3: Decide the extent to which your team follows best-fit engineering principles
The term polyglot persistence refers to using multiple data storage technologies, each representing “best-fit engineering” for the type of data being stored or for a specific use case. If you have a strong belief in best-fit engineering you will have a more flexible, albeit more complex, architecture. Strong opposition to polyglot persistence leads to valuing simplicity in architecture above all else. In the above diagram, four services are present which store data: Azure Blob Storage, Azure SQL Data Warehouse, Azure Analysis Services, and Azure Cosmos DB. Each service absolutely brings value for fulfilling certain scenarios. However, with every additional service that is introduced, the complexity level increases because there are (usually) more data integration processes, additional security layers, more tools and languages to learn.
The above diagram also shows Azure Databricks which is a compute service targeted towards data engineering and data science processes. Because Azure Databricks supports multiple languages (SQL, Python, R, Scala), it is seeking to satisfy multiple use cases and multiple user demands with one “unified” tool. The simplification aspect is certainly an appealing proposition.
- Does your team value best-fit engineering over architectural simplicity?
- Is your team prepared to support numerous layers?
- Can you justify the use of every service selected in the architecture?
4: Decide your preferences for data integration vs. data virtualization techniques
Data integration processes physically move data to another data storage service, whereas data virtualization refers to querying data in disparate sources without moving or replicating the data (i.e., querying data where it lives).

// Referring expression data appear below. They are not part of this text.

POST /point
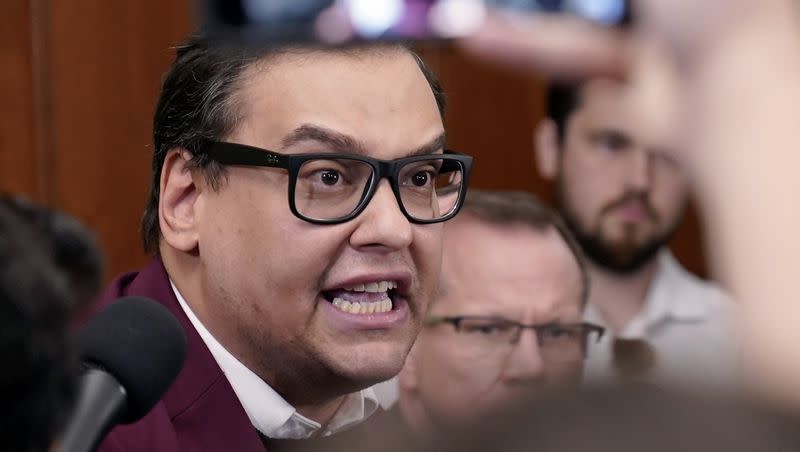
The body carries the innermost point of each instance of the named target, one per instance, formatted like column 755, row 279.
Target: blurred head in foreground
column 506, row 323
column 48, row 266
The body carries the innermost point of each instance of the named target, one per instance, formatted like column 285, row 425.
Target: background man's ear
column 546, row 149
column 177, row 207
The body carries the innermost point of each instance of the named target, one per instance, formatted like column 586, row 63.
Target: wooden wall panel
column 19, row 159
column 107, row 62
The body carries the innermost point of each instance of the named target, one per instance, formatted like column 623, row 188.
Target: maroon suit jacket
column 200, row 411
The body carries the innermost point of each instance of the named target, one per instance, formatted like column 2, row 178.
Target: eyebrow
column 345, row 143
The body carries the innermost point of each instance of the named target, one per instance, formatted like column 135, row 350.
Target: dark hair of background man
column 198, row 102
column 509, row 208
column 562, row 100
column 38, row 381
column 50, row 266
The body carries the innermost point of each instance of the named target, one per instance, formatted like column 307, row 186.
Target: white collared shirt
column 270, row 413
column 688, row 322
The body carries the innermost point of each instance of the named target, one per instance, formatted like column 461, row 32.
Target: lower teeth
column 375, row 307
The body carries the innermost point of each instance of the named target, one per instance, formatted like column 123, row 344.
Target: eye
column 329, row 177
column 421, row 179
column 484, row 329
column 556, row 332
column 611, row 140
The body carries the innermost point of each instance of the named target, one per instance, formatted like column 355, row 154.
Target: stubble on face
column 634, row 247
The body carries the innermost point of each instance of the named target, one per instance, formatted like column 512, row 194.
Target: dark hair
column 73, row 248
column 37, row 386
column 562, row 99
column 198, row 102
column 505, row 208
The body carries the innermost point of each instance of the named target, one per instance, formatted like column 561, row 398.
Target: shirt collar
column 666, row 299
column 668, row 296
column 270, row 413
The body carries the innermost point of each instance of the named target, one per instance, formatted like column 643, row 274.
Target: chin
column 370, row 363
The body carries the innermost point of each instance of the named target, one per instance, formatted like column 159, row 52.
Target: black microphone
column 131, row 352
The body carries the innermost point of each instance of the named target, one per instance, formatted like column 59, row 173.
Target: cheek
column 587, row 190
column 426, row 251
column 567, row 375
column 670, row 196
column 451, row 374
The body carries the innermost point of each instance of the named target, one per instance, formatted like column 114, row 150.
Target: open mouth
column 369, row 298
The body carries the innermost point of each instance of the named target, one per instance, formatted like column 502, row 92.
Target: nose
column 382, row 224
column 525, row 362
column 639, row 171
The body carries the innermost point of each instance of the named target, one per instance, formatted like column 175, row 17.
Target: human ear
column 546, row 149
column 177, row 202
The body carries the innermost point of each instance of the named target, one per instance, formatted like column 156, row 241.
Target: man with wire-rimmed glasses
column 507, row 323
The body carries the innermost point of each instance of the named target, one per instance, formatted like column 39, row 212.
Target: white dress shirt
column 688, row 322
column 270, row 413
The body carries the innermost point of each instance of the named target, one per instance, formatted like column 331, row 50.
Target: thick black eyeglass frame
column 242, row 154
column 538, row 329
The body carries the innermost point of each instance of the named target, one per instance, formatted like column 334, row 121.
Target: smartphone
column 333, row 22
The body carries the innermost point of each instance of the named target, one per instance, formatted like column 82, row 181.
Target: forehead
column 377, row 96
column 508, row 270
column 602, row 104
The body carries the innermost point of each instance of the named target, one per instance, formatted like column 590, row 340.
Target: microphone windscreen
column 141, row 344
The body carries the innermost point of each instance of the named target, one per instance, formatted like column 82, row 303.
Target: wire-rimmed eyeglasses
column 489, row 334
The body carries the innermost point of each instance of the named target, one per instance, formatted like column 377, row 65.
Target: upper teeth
column 373, row 287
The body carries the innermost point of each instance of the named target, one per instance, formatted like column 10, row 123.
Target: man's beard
column 623, row 257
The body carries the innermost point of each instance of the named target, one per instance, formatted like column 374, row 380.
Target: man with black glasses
column 507, row 322
column 295, row 215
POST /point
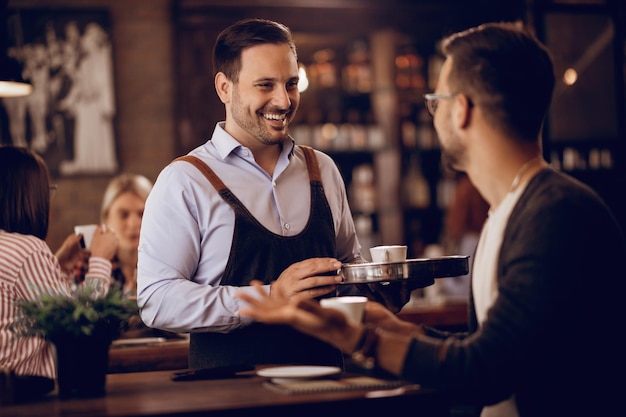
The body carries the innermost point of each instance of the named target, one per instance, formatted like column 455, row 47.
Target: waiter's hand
column 307, row 279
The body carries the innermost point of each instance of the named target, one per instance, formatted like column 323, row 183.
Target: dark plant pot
column 82, row 364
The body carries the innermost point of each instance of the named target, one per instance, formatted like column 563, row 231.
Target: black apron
column 257, row 253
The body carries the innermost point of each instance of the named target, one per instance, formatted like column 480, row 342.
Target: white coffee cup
column 352, row 306
column 390, row 253
column 87, row 230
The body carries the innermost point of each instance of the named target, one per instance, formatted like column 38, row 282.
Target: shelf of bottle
column 344, row 137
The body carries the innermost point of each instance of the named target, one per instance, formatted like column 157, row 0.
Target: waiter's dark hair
column 233, row 40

Although we do not have a full-fledged data virtualization platform in the Microsoft ecosystem, we do have various data virtualization techniques available to us. For instance, PolyBase and Elastic Queries can both execute remote queries to another data storage solution. We can also use DirectQuery or Live Connections in Power BI to avoid redundant data involving duplicative data refresh operations. As the number of data storage services in an end-to-end architecture increases, your options for potentially using data virtualization techniques increase as well.
- Do you have concerns about redundant copies of data?
- Do you need alternatives for closer to real-time data access?
- Are you required to meet data residency or compliance requirements?
5: Routinely conduct a technical proof of concept during the decision-making process
It is common for new features to be introduced as an MVP, known as a minimally viable product. This approach allows vendors like Microsoft to obtain feedback from early adopters and prioritize the incremental improvements. From the customer perspective, this is advantageous because we see new features and functionality quicker. However, it also means that it takes time for features to mature which means that key functionality may not be available initially. For this reason, it is wise to do a proof of concept to reduce risk to the project. This is particularly true if you are planning to utilize an unfamiliar service or a relatively new service.
The fast pace at which services evolve in Azure makes it very challenging to keep up with the current state of capabilities. All services incrementally improve over time, such as Power BI which introduces new functionality every month. Some services also undergo larger, more fundamental changes which involve a migration, such as Azure Data Factory V2 or Azure Data Lake Storage Gen 2.
- Do your processes and team structure support working in a manner which starts small and iterates?
- How receptive is your team to learning new things on a regular basis?
- Is your team prepared to stay current and adapt to the pace of change?